We begin with one of the most talked about subjects in photography, aperture. Aperture is the opening in the lens through which light travels through. The size of the opening can be adjusted to let more or less light in. The larger the aperture, the more light hits the sensor and the smaller the aperture, the less light will hit the sensor.
It might be easier to think about the aperture like the pupil of a human eye. The iris of your eye (which is the colored part of your eye around the pupil) expands and contracts, controlling the size of the pupil. The smaller the pupil, the less light can hit the retina. The camera works in a very similar way. The smaller the aperture, the less light that can hit the sensor.
The aperture is measured in f-stops. When you change the f-stop on your settings, you change the size of the opening in the camera. Here is the tricky part of aperture that might take some getting used to: the higher the f-stop number is, the smaller the opening. The smaller the f-stop is, the larger the opening.
This image from Wikipedia gives a look at f-stops. The size of the circle represents the size of the lens of the aperture. As you can see, the larger f-stop number, f/8, has a smaller aperture.
It might take some practice remembering that but for now just remember that the larger the number, the smaller the opening.
So how does aperture effect a photo? The aperture controls the depth of field of a photo, which is the amount of the photo that is in sharp focus. Have you ever seen a photo where the background of the photo is slightly blurred but the subject in the foreground is in sharp focus? That’s a shallow depth of field. A large depth of field is when the the entire scene is in sharp focus.
Let’s look at some examples. In this photo, there is a small or narrow depth of field, as the players are in focus but the fans and the fans are out of focus.
But in this photo, there is larger or wider depth of field. Even the players in the back are just as much in focus as the players closer to the camera.
The difference of these two photos depend on the aperture. So how can you change the aperture and create these different photos?
First you want to find the aperture of your lens. All lenses have a maximum and minimum aperture size and you will find these sizes printed on your lens. Older lenses have an aperture ring that you need to turn to adjust the aperture. You will see the numbers on the lens and you will adjust the ring to match the aperture you would like to set.

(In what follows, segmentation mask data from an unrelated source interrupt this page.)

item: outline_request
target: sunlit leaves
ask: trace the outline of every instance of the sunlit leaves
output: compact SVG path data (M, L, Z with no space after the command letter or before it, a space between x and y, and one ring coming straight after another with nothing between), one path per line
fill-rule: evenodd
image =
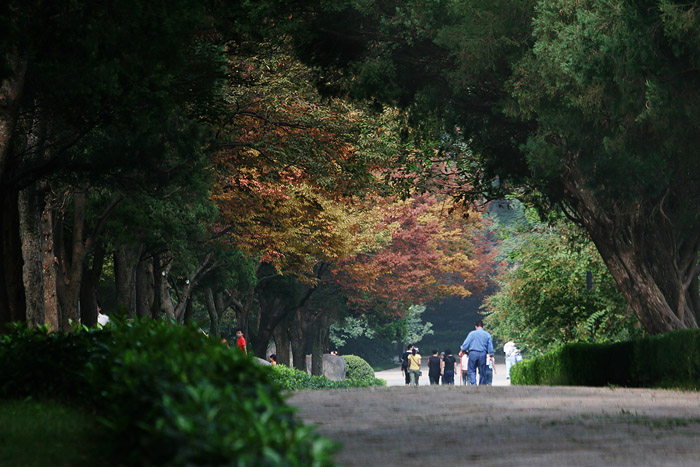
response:
M467 296L478 286L476 213L465 222L449 214L450 202L429 195L375 203L374 211L382 213L378 227L390 233L389 242L346 259L337 271L355 307L401 315L409 305Z

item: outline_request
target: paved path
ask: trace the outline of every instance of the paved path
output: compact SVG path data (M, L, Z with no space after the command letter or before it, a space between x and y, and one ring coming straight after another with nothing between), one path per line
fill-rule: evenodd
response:
M343 466L700 465L695 392L393 386L300 391L289 402L343 443Z

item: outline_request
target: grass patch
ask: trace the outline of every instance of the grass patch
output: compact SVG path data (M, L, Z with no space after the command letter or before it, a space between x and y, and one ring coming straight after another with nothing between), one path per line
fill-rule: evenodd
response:
M109 465L108 443L95 418L49 401L0 401L0 465Z

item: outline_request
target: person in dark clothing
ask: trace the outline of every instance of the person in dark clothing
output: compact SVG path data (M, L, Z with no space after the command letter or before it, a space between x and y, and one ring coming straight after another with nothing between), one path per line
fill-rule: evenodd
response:
M404 377L406 378L406 386L411 383L411 378L408 373L408 356L411 355L412 350L413 344L409 344L409 346L406 347L406 351L401 354L401 371L403 371Z
M437 349L433 349L433 355L428 359L428 379L430 384L440 384L440 357Z
M445 349L445 356L442 359L442 384L455 384L455 367L457 366L457 359L452 355L450 349Z

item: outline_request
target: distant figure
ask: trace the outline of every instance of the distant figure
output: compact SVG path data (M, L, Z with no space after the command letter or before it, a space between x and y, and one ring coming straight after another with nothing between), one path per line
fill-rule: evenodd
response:
M418 386L418 379L420 378L420 360L421 356L418 351L415 348L411 350L411 354L408 356L408 374L411 379L411 386Z
M97 312L97 324L100 326L104 327L107 326L107 323L109 323L109 316L103 315L99 311Z
M241 349L243 353L248 353L248 346L245 341L245 337L243 337L243 331L241 329L236 329L236 347Z
M440 370L442 373L442 384L455 384L455 368L457 367L457 359L452 355L450 349L445 349L445 356L440 362Z
M337 350L331 350L331 355L338 355L338 351L337 351Z
M98 327L105 327L109 323L109 316L102 314L102 307L97 305L97 325Z
M486 357L486 369L484 370L484 375L486 376L486 385L493 385L493 374L496 372L496 360L493 355L488 355ZM481 384L481 383L479 383Z
M275 355L275 354L270 355L268 360L270 360L270 365L277 366L277 355Z
M227 348L227 349L230 349L230 348L231 348L231 346L228 345L228 341L227 341L225 338L223 338L223 337L221 338L221 343L222 343L222 344L226 344L226 348Z
M510 368L515 365L515 354L518 352L513 341L508 341L503 345L503 353L506 354L506 379L510 379Z
M408 374L408 356L411 355L412 350L413 344L409 344L408 347L406 347L406 351L401 354L401 371L403 372L406 381L406 386L408 386L411 383L411 377Z
M459 367L462 370L462 385L466 386L469 382L469 355L466 352L459 352Z
M474 330L467 335L460 347L462 352L469 354L468 373L469 384L476 384L476 370L479 369L479 384L486 384L486 359L493 355L493 340L491 334L484 331L484 323L478 320Z
M440 367L442 366L437 349L433 349L433 355L428 359L428 379L430 384L440 384Z

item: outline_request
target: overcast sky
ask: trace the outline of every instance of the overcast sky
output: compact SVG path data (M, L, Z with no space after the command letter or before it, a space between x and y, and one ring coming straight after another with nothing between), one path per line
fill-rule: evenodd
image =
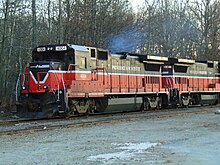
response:
M130 0L134 7L141 5L145 0Z

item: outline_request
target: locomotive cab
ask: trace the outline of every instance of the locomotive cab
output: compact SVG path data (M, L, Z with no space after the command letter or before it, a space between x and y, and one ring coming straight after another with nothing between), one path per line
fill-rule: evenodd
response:
M32 61L39 63L50 62L53 70L67 70L69 64L75 63L74 49L67 45L40 46L32 52Z
M17 111L24 117L51 117L66 110L66 82L69 66L75 69L75 50L65 45L39 46L20 78ZM17 89L18 90L18 89ZM17 92L19 93L19 92Z

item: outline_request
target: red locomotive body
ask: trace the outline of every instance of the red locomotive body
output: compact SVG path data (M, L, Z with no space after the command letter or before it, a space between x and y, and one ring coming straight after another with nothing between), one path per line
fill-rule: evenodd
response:
M219 63L79 45L45 45L19 77L18 113L28 117L215 104ZM19 85L17 85L19 87Z

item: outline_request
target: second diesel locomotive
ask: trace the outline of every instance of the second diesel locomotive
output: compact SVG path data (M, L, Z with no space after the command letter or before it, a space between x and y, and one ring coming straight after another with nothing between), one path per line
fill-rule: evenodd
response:
M218 61L195 61L71 45L43 45L17 82L20 116L216 104Z

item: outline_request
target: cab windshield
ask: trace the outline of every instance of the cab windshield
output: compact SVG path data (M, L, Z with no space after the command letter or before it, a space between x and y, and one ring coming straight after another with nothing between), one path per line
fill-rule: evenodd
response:
M38 61L65 61L67 58L67 52L34 52L32 55L33 62Z
M70 64L74 64L74 52L70 51L46 51L33 52L33 62L50 62L53 70L67 70Z

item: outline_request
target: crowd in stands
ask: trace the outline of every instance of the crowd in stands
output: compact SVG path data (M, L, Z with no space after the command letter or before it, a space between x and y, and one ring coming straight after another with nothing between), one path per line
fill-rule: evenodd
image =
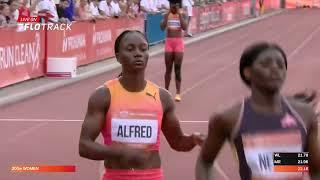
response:
M189 3L193 0L182 1L185 6L193 4ZM50 22L69 23L168 10L168 0L0 0L0 27L15 26L19 17L40 13L50 14Z

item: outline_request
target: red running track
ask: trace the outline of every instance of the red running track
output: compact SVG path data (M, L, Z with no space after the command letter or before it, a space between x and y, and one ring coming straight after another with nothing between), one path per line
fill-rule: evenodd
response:
M177 104L184 132L207 133L208 117L241 100L248 91L238 74L245 46L259 40L279 43L289 56L284 91L320 89L320 13L316 9L292 10L187 46L183 64L182 102ZM161 67L161 68L159 68ZM0 179L99 179L101 162L80 158L78 140L88 97L119 69L4 107L0 112ZM151 58L147 78L163 86L163 54ZM174 95L174 84L171 84ZM39 121L36 121L39 120ZM55 121L58 120L58 121ZM67 121L76 120L76 121ZM36 121L36 122L35 122ZM101 138L99 138L101 141ZM165 178L194 179L199 148L190 153L171 150L162 137ZM12 165L75 165L75 173L11 173ZM218 180L238 180L237 164L228 144L219 154L214 171Z

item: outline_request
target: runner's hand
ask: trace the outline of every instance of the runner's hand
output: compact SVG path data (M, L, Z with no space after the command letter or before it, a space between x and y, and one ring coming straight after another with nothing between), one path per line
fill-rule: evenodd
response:
M303 92L296 93L293 95L293 98L310 104L314 108L316 116L318 118L320 117L320 102L316 90L305 90Z
M316 108L318 104L318 93L315 90L304 90L303 92L298 92L293 95L293 98L308 104ZM316 109L315 109L316 110Z
M196 133L193 133L191 136L192 136L194 144L196 144L196 145L201 146L202 143L204 142L205 135L203 135L201 133L196 132Z

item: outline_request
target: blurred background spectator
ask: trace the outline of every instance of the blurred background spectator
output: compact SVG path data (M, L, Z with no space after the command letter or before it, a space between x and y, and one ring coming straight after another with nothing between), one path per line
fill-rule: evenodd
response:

However, most modern don’t have aperture rings and instead, you set the aperture in the camera. The aperture can be set in Manual or Aperture priority mode. Aperture is designated on your screen as the number with the F in front of it.
Once you have found the right mode and adjusted the aperture, you can experiment shooting in different f-stops to capture different depth of field. Remember, if you want a particular subject to be in sharp focus, you would use a smaller aperture number. This isolates the foreground from the background making the foreground objects look sharper and the background blurred.
But if you want a wide or large depth of field, where most of the photo is in focus, like in the second photo, you would use a larger aperture number. This allows the image be in sharp focus from front to back with no blur.
Aperture also works together with shutter speed and ISO to create exposure but we’ll talk about that in a future post. For now, we recommend experimenting with the different aperture sizes to see how it makes a difference in your photos.